21. März 2018

Plantarfasziitis und Einlagen

Wolfgang Laube | Michael Kaune | Gregor Pfaff
Für die Behandlung der plantaren Fasziitis wird ein ganzes Spektrum therapeutischer 
Maßnahmen diskutiert – darunter auch die Einlagenversorgung. Doch wie steht es um 
ihre Wirksamkeit? Studien zeigen heterogene Ergebnisse.

Die plantare Fasziitis als Erkrankung der Plantaraponeurose zeichnet sich durch Schmerzen bevorzugt im Bereich des Ansatzes der Plantarfaszie an der medialen Tuberositas calcanei aus. Sie gehört zu den häufigsten Schmerzursachen in diesem Bereich (Zwipp und Rammelt 2014) und verantwortet zirka 10 – 15 Prozent der Fußbeschwerden bei Erwachsenen (Buchbinder 2004).

Die Plantarfasziitis hat eine Lebenszeitprävalenz (Häufigkeit von Personen, die einmal in ihrem Leben an dieser Erkrankung leiden) von zirka 10 Prozent. Die Erkrankungshäufigkeit nimmt mit dem Alter zu und hat eine Spitze zwischen 40 und 60 Jahren (Tae et al. 2011).
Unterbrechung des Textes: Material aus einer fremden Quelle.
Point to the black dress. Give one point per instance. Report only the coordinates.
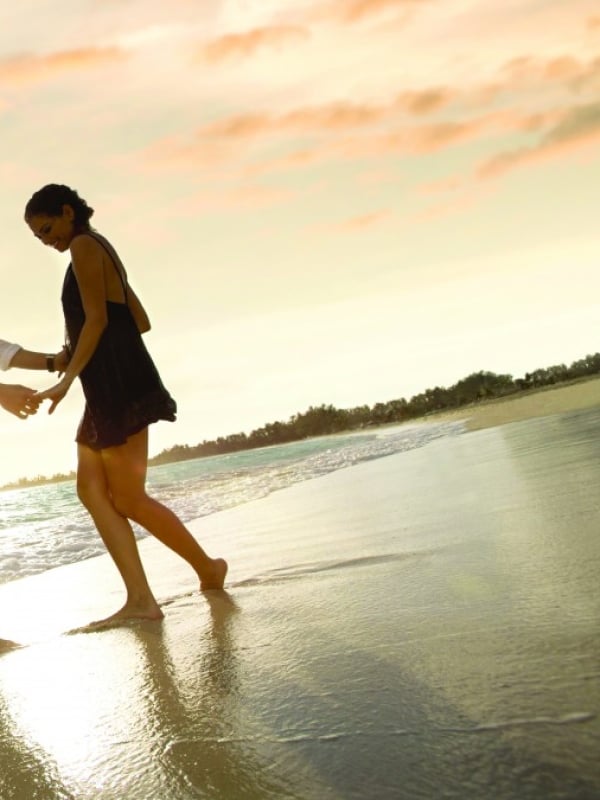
(122, 387)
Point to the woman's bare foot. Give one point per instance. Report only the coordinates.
(214, 578)
(130, 613)
(6, 644)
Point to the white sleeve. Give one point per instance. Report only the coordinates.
(7, 352)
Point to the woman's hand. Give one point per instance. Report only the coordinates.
(19, 400)
(55, 393)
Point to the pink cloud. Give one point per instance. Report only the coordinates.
(35, 69)
(574, 133)
(243, 45)
(359, 10)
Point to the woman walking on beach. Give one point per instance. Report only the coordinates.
(104, 320)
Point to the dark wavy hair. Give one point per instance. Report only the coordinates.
(50, 200)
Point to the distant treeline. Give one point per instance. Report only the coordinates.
(327, 419)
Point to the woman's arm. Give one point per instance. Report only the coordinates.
(30, 359)
(13, 355)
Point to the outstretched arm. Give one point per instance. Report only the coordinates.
(30, 359)
(86, 257)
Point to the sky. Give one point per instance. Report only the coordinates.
(318, 201)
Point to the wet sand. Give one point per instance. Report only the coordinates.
(528, 405)
(424, 625)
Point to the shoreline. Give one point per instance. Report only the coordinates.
(542, 402)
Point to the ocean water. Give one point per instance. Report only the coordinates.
(45, 526)
(417, 627)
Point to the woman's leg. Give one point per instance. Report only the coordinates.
(125, 468)
(117, 535)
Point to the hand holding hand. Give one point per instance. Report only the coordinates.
(55, 393)
(19, 400)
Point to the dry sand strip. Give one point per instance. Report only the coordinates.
(536, 403)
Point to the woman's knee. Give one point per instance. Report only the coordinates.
(127, 503)
(89, 490)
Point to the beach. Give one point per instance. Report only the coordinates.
(420, 625)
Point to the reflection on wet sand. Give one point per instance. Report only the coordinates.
(25, 771)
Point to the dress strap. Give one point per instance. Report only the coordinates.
(121, 271)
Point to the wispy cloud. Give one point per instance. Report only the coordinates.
(578, 127)
(243, 45)
(362, 221)
(27, 68)
(359, 10)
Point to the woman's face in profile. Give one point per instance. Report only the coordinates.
(53, 231)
Sie steigt mit dem Körpergewicht und dem Vorhandensein von Fußdeformitäten wie Knick-Senk-Platt- und Hohlfuß (Riddle et al. 2003). Diese Fakten sprechen dafür, dass folgende Ursachen eine Rolle spielen:

– 
die altersbedingte, aber auch die inaktivitätsbedingte Minderung der Belastbarkeit der Bindegewebestruktur Plantarfaszie,

– 
eine veränderte Biomechanik durch anatomische Gegebenheiten und

– 
durch das Körpergewicht bedingte, erhöhte mechanische Belastungen.